# Coffee Shop Consignment



## eddiesimages (Dec 23, 2008)

I spoke to a local coffee shop about selling some photos on consignment. I have (2) 8x10 photos that are matted and framed to size 11x14. I have about $30 invested in each photo. What is a fair price to ask?

Also, should I have some kind of written agreement with the coffee shop, stating the asking price, how long they will keep the prints, their % of the sale etc? This is my first time selling prints like this, just looking for any advice.


----------



## Mitica100 (Dec 23, 2008)

flyinsalt said:


> I spoke to a local coffee shop about selling some photos on consignment. I have (2) 8x10 photos that are matted and framed to size 11x14. I have about $30 invested in each photo. What is a fair price to ask?
> 
> Also, should I have some kind of written agreement with the coffee shop, stating the asking price, how long they will keep the prints, their % of the sale etc? This is my first time selling prints like this, just looking for any advice.



As a coffee shop owner, best bet is to have an agreement in writing. That will cover you and the owner of the shop in case of a misunderstanding.

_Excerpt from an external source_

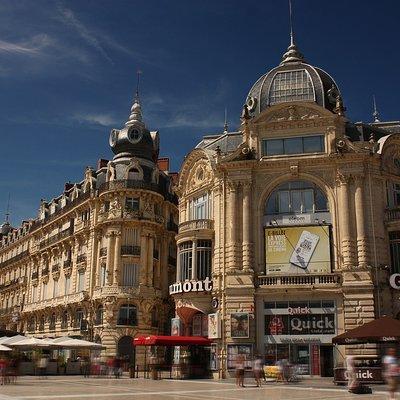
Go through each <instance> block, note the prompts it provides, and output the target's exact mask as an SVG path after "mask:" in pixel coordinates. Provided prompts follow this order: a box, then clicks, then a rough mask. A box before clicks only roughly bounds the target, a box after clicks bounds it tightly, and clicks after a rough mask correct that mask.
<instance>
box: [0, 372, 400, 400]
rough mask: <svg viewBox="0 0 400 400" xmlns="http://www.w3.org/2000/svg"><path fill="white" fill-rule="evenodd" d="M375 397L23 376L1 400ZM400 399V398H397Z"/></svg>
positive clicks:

As for a fair price, you are the one who can establish that, taking in consideration the amount of work and material you put into each picture/photo. I have had local photographers asking for $295.00 a picture, but they were done in Plexi-Mount and 16x20. 

Keep in mind that the coffee shop will charge you anywhere between 25% and 40% per picture sold, as commission.

Let me know if you have other questions...


----------